Ø 8. Cresteil (rire amer). —  « Ah, oui, tout était beau, c'était du cristal! Et qu'en est-il résulté? Hein? Nous avons crevé l'abcès : nous comptions sur la guérison : et, maintenant, c'est la gangrène! » (...). —  « En avons-nous assez vu!... La gabegie politique, les abus d'autorité, le mercantilisme partout!

ROGER MARTIN DU GARD, Jean Barois,  1913, page 465. 

Ø 9. Le Père Aubry, sachant avec quelle force rejettent sur un sol religieux, les plus profonds instincts que semblaient avoir chassés les prières et l'eau bénite, aurait voulu vider l'abcès! y mettre le fer et le feu. C'était bien l'avis de l'évêque. Nulle transaction avec le diable, pas d'armistice avec l'Enfer!

MAURICE BARRÈS, La Colline inspirée,  1913, page 272. 

Ø 10.... le curetage de l'abcès vichyssois est loin d'être complet, il y aura des retours de purulence...

MARCEL DÉAT, L'Œuvre,  12 février 1941. 

Ø 11. Les abcès administratifs diffèrent des collections purulentes en ce qu'ils ne crèvent pas seuls. Ils ne s'ouvrent pas spontanément, pour l'excellente raison, qu'ils ne sont pas des abcès, mais des... « fromages ».

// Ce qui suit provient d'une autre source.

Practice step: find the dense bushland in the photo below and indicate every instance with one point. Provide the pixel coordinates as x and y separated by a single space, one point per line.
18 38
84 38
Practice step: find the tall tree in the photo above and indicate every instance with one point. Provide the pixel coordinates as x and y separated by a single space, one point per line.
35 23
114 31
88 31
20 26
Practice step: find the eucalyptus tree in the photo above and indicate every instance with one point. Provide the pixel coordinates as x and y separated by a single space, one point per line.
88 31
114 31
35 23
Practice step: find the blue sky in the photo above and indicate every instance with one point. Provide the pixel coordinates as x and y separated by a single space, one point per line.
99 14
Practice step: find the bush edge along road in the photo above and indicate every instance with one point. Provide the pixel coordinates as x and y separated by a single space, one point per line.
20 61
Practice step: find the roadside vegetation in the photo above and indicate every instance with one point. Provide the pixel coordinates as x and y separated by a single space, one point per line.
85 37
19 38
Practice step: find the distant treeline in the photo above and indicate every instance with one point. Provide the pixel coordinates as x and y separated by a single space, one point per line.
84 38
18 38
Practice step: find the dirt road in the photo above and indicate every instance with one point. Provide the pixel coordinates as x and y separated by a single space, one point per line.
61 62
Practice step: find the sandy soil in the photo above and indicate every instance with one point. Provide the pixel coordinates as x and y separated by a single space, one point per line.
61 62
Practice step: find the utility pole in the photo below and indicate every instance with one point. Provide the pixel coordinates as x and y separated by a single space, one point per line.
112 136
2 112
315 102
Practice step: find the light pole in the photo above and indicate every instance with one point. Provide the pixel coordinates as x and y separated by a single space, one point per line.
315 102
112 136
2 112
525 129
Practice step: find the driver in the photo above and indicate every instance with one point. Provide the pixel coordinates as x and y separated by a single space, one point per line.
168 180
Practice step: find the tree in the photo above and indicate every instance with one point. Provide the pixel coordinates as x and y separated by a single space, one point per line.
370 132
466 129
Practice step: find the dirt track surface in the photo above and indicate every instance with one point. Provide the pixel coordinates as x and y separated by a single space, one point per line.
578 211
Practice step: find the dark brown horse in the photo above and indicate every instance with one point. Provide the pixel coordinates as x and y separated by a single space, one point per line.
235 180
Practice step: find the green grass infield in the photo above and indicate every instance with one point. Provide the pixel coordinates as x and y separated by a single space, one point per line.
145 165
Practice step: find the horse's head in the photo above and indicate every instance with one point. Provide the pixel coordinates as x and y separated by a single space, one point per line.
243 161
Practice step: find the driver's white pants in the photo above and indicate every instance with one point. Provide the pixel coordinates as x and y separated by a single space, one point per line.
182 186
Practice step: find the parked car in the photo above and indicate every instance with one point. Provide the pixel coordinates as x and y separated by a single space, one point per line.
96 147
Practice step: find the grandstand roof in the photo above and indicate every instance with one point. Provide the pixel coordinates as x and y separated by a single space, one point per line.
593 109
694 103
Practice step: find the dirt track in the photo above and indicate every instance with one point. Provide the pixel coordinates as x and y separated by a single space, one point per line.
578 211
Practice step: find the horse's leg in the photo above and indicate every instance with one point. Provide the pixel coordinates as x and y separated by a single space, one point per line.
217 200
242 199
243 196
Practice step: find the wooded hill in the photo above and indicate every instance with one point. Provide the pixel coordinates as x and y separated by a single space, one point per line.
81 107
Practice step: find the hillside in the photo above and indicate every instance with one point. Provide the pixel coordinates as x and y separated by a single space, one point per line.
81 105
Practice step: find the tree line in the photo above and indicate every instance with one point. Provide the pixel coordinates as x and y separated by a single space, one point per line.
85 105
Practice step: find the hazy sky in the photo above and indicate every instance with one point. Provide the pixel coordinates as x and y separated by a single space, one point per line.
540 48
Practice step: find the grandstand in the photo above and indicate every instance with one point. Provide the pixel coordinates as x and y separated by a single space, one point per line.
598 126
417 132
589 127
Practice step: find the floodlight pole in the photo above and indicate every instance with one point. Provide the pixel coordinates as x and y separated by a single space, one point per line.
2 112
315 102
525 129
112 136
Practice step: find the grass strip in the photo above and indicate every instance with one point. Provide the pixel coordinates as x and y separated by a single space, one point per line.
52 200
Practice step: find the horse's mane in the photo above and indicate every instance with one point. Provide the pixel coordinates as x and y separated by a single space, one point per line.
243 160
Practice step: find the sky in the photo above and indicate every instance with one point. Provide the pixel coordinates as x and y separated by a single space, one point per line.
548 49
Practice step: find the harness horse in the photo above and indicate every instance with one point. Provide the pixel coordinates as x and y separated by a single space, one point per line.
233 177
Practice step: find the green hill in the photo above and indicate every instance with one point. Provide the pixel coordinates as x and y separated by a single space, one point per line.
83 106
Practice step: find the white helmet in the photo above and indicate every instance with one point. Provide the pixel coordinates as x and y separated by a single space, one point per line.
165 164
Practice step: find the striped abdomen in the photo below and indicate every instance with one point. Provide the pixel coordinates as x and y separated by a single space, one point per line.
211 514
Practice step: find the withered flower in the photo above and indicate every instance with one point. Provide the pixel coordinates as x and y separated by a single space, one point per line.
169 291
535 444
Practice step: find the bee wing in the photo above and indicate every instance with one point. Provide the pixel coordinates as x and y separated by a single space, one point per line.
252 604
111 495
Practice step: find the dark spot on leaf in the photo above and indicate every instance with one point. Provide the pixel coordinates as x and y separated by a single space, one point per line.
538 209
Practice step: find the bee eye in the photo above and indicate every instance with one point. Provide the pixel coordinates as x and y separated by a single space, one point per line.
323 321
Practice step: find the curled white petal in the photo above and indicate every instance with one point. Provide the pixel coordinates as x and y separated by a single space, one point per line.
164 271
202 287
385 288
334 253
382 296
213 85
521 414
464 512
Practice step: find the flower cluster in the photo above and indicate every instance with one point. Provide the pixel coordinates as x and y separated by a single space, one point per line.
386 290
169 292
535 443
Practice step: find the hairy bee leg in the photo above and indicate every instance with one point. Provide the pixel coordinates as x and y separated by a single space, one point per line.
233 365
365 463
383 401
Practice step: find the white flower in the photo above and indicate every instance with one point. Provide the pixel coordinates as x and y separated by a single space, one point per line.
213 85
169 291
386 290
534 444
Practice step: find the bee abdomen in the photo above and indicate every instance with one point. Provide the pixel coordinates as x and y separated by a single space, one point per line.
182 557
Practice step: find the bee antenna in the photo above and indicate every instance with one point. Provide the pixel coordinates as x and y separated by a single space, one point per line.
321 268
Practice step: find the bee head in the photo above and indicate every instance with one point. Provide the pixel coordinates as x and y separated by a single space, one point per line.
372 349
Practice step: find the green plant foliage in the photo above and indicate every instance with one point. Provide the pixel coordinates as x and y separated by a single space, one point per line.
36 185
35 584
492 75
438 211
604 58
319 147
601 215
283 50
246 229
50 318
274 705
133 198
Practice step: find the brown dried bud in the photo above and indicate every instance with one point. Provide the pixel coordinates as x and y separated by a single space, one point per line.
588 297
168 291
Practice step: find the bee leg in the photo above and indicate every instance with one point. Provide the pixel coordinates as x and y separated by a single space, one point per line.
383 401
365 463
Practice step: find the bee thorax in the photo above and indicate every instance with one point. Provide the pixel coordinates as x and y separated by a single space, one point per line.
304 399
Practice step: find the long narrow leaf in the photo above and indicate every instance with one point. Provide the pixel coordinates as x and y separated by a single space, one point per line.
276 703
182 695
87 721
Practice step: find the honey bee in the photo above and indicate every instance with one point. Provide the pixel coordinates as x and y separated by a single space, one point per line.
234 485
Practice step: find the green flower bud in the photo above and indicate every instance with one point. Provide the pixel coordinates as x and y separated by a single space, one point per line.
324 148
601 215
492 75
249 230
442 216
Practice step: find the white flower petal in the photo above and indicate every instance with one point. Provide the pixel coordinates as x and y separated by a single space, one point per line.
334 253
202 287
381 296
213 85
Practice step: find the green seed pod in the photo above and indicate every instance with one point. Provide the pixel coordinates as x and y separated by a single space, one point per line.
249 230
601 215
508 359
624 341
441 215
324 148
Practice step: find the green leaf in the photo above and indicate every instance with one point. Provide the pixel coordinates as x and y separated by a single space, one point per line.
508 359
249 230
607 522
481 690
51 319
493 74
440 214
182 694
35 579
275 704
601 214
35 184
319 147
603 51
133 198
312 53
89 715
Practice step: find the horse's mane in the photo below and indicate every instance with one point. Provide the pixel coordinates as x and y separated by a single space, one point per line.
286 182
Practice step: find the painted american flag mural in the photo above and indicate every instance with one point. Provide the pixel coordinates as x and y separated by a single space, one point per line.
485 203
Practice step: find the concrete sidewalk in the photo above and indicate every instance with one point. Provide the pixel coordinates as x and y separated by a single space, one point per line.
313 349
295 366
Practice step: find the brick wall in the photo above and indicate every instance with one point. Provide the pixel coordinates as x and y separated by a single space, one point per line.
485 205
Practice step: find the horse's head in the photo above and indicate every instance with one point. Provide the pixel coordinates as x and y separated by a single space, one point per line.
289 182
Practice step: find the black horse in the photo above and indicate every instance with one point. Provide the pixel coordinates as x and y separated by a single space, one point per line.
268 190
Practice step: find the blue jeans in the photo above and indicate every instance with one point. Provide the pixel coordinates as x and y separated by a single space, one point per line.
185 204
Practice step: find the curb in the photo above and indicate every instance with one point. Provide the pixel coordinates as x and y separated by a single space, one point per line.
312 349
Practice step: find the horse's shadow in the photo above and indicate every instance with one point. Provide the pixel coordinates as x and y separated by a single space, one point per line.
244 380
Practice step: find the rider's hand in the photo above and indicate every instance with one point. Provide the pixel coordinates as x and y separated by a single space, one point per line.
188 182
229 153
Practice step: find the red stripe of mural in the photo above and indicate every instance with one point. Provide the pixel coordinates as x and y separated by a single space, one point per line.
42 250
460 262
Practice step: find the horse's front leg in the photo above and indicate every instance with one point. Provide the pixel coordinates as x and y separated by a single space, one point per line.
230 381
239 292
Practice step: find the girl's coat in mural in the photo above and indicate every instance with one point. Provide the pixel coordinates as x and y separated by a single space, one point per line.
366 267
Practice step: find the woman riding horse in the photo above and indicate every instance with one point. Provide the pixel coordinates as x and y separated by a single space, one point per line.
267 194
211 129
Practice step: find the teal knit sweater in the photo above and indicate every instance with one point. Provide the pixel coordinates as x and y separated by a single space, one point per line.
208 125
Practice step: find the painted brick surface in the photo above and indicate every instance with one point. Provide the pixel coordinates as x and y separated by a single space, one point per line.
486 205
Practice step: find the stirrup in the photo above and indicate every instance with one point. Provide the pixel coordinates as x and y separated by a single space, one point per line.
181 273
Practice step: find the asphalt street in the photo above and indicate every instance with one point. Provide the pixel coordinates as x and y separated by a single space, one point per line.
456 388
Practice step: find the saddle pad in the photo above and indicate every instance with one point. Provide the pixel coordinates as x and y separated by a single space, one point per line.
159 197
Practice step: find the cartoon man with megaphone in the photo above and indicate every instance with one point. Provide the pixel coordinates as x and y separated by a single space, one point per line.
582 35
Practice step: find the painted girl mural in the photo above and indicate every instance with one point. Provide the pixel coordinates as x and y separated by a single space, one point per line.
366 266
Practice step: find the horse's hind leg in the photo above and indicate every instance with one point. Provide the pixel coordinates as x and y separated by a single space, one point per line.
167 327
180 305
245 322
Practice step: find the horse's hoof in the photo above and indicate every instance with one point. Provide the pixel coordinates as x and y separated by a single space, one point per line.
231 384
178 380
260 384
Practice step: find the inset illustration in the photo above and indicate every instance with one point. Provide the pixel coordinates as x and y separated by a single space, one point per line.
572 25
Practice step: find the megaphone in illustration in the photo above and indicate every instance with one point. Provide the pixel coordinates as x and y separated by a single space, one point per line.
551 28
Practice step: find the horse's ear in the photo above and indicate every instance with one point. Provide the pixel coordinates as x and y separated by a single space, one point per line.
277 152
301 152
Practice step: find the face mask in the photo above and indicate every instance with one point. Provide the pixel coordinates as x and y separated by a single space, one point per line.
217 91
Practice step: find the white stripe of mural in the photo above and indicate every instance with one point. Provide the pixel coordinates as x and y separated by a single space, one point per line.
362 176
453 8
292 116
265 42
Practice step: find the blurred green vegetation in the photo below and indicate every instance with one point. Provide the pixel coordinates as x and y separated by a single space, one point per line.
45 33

O. BRIEN, L'Œuvre,  9 mars 1941. 

Ø 12. Puisque le malentendu est une méprise invétérée, le plus expédient est sans doute de ne pas laisser à l'ordre chronique du malentendu le temps de se former; il faut, pour cela, crever l'abcès tout de suite, tuer dans l'oeuf la fausse situation.

VLADIMIR JANKÉLÉVITCH, Le Je-ne-sais-quoi et le presque-rien, 1957, page 183. 

Remarque : Dans ces emplois, abcès fonctionne soit comme sujet (l'abcès se résorbe, exemple 6; l'abcès crève, l'abcès s'ouvre, exemple 10), soit comme objet notamment avec le verbe crever (exemple 7, 11). Le mot associé peut être un substantif du vocabulaire médical curetage de l'abcès (exemple 9). Le contexte est souvent politique, plus rarement psychologique. 

C.—  Argot : 

Ø 13. Abcès, substantif masculin Homme au visage boursouflé, au nez à bubelettes... On a dit cela de Mirabeau, et on le dit tous les jours...

ALFRED DELVAU, Dictionnaire de la langue verte, Argots parisiens comparés, 1866, page 2. 

STATISTIQUES : Fréquence absolue littéraire : 156.